Despite an August lull taking hold of the corporate calendar, a host of big names are set to update City investors next week with their latest trading numbers including Prudential, Bunzl and Grafton.
Among the biggest players reporting in the week ahead is insurance giant Prudential which will be looking to provide some reassurance to shareholders after a slight drift in its share price over the year so far.
Jitters have spread against the backdrop of a faltering Chinese economy with around 50 per cent of the group’s projected business hailing from the region.
New chief Anil Wadhwani, who took over the reins in February, will be looking to ease those nerves with a rosier update this week.
“Looking further ahead, the Asian business should benefit from long-term economic development in its markets, driving increased demand for Pru’s insurance products since in many cases, state-sponsored social security has never got off the ground,” says Matt Britzman, equity analyst at Hargreaves Lansdown.
“A focus on regular premium products like life and health insurance should hopefully make profits reasonably dependable although of course there are no guarantees.”

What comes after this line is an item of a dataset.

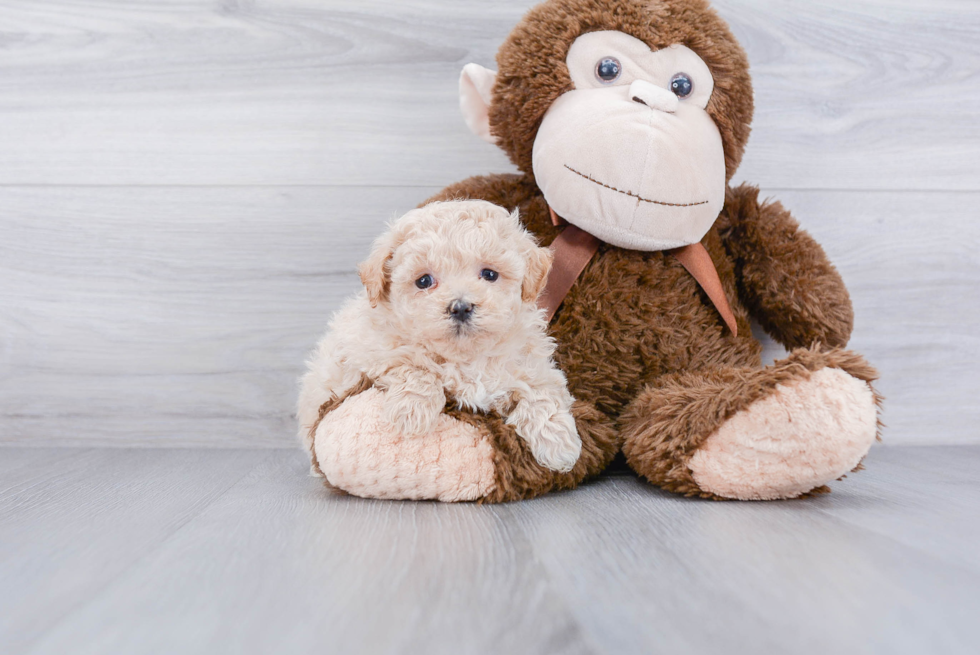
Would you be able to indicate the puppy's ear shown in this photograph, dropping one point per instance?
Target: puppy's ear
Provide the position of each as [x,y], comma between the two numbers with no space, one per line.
[536,277]
[374,272]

The firm has also been beset by boardroom turmoil in the past few months after finance chief James Turner resigned in May following an investigation into a recruitment matter showed he had fallen short of its standards.
Sprawling outsourcing and logistics giant Bunzl is also hoping to breathe some life into its share price as the firm trades near 12 month lows.

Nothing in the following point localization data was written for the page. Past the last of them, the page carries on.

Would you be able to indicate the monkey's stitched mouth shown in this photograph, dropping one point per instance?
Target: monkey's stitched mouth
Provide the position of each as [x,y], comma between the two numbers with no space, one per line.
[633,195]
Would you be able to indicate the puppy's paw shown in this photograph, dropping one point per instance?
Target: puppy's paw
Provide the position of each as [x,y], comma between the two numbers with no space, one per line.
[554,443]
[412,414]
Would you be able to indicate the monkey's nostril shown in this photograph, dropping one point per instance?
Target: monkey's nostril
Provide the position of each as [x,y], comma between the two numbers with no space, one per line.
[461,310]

The firm is set to update the City with its half year results on Tuesday and investors will be keen to see whether a price increases will squeeze profits.

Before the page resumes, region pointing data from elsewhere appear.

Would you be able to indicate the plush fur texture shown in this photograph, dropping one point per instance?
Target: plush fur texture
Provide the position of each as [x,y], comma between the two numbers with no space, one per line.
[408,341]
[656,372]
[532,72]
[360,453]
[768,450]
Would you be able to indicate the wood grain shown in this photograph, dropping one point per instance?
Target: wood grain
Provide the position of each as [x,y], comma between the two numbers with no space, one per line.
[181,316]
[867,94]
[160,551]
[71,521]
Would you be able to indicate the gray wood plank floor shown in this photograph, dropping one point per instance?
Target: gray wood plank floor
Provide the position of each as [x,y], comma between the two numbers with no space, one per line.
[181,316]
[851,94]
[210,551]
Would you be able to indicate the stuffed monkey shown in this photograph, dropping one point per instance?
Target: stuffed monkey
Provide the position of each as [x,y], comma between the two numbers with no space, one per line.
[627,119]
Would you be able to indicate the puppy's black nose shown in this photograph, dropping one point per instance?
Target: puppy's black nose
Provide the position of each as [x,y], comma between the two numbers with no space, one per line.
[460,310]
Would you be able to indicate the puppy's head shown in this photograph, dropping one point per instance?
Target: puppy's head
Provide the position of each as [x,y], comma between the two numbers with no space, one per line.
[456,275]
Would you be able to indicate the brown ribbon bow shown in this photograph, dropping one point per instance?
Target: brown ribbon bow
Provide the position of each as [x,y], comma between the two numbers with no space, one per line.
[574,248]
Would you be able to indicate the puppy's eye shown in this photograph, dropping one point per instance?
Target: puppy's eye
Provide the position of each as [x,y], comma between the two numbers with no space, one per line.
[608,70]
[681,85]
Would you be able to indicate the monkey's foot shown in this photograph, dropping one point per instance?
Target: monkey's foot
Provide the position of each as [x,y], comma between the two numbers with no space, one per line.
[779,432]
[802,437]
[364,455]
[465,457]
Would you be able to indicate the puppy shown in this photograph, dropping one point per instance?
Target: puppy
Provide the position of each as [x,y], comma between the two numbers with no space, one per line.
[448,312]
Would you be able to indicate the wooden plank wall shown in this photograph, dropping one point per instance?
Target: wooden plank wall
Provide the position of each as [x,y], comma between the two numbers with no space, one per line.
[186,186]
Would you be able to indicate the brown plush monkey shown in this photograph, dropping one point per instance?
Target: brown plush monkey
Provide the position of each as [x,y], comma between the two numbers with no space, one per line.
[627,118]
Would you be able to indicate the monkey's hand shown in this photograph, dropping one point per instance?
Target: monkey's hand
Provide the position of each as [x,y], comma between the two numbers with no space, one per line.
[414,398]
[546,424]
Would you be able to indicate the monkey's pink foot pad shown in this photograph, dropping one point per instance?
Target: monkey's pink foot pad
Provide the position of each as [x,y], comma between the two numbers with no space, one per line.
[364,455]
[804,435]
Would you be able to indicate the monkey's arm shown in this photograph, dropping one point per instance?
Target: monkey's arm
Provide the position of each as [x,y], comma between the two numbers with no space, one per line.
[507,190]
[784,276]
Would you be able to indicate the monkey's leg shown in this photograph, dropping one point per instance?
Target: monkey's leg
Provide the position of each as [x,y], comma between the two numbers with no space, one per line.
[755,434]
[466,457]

Analysts are looking for sales of £12.1bn in the full year 2023, against £12bn in 2022.
In the first half a year ago, Bunzl generated revenues of £5.7bn and analysts have pencilled in £6bn for the first six months of 2023.
“Bunzl’s business model is a very resilient one. It supplies the things that other firms need in order to do business, but not items they would sell to their customers,” said Russ Mould, head of investment analysis at AJ Bell.
“For example, it supplies disposable coffee cups to cafes, food wrap to supermarkets, hard hats to builders, and cleaning materials, bandages and rubber gloves to hospitals.
“The required nature of the products it provides may shelter the firm from the vagaries of the economic cycle, at least to some degree, and also provide Bunzl with pricing power, a key ingredient during inflationary times.”
Shares in Irish homeware retailer Grafton have plunged some 40 per cent below their all-time high amid a tricky time for retailers, but new chief Eric Born is looking to provide some relief to the City with its latest set of numbers.
The London-listed FTSE 250 retailer has not dished out a profit warning since Born took over in November and trading updates in May and July have not prompted downgraded to consensus earnings forecasts.
“Given the prevailing gloom over the UK economy – and the housebuilding and DIY markets in particular, in light of inflation, soggy consumer confidence and rising interest rates – it is of little surprise that Grafton’s shares are trading some 40 per cent below their 2021 all-time high, when the DIY boom was in full flow and the UK housing market was still drawing support from the stamp duty tax break and Help to Buy,” added AJ Bell’s Mould.
“Management is even running a third, £50m share buyback programme so it will be interesting to see if the first-half results statement is accompanied by any change in tone or outlook,” he added.